Mar 7 2014
Incyte Corporation (Nasdaq: INCY) today announced that a pivotal Phase III trial of ruxolitinib compared to best available therapy in patients with polycythemia vera who are resistant to or intolerant of hydroxyurea has met its primary endpoint of achieving phlebotomy independence and reducing spleen size by 35 percent or more. The safety profile of ruxolitinib was generally consistent with previous studies based on initial review of the data. Ruxolitinib, marketed as Jakafi® (ruxolitinib) in the United States, is approved to treat people with intermediate or high-risk myelofibrosis (MF), including primary MF, post-polycythemia vera MF and post-essential thrombocythemia MF.

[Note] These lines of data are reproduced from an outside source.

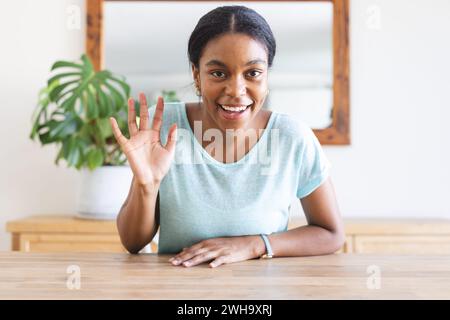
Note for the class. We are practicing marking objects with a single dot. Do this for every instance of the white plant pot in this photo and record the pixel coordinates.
(103, 191)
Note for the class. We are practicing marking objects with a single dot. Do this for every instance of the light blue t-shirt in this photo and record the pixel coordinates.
(202, 198)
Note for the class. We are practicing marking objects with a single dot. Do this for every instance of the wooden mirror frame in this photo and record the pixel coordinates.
(338, 133)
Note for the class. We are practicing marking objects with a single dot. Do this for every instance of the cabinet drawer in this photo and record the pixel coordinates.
(402, 244)
(67, 242)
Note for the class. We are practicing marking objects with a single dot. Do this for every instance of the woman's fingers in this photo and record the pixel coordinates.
(143, 123)
(132, 126)
(117, 133)
(157, 117)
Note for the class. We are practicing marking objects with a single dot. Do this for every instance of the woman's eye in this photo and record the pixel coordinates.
(253, 71)
(217, 72)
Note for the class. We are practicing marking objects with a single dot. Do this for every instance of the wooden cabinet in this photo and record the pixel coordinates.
(374, 236)
(394, 236)
(57, 233)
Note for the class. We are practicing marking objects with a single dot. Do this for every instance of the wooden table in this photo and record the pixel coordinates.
(150, 276)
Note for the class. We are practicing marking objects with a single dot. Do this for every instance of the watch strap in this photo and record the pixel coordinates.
(269, 252)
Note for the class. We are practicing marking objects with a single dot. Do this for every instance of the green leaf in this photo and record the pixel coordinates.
(57, 90)
(62, 129)
(73, 152)
(92, 109)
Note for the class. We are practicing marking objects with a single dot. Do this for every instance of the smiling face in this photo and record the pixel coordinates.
(233, 81)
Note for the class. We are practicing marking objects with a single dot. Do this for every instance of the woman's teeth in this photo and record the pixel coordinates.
(233, 109)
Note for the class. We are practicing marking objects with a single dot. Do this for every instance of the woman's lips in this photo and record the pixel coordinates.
(233, 115)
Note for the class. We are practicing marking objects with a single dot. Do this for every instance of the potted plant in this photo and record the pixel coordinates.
(73, 112)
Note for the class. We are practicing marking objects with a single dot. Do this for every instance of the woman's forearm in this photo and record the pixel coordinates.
(307, 240)
(136, 221)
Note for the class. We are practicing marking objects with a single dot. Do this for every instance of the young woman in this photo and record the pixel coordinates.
(234, 203)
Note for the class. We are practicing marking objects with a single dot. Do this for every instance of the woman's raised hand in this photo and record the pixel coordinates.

"One out of four patients with polycythemia vera remain uncontrolled despite existing standard therapies, and these patients face a profound symptom burden and are at greater risk of cardiovascular complications. These Phase III data give us confidence that ruxolitinib may offer a welcome new treatment option," stated Herve Hoppenot, President and Chief Executive Officer, Incyte.
The global, randomized, open-label Phase III trial, called RESPONSE, was conducted at 109 sites. The trial included 222 patients with polycythemia vera resistant to or intolerant of hydroxyurea. Patients were randomized 1:1 to receive either ruxolitinib (10 mg twice-daily) or best available therapy. The dose was adjusted as needed throughout the trial.
The primary endpoint of the trial is the proportion of patients whose hematocrit level is controlled in absence of phlebotomy and whose spleen volume is reduced by 35 percent or more from baseline as assessed by imaging at 32 weeks. In addition to safety, key secondary endpoints include durable response and complete hematological remission.
Data from RESPONSE are expected to be presented at an upcoming scientific meeting and submitted to the U.S. Food and Drug Administration this year.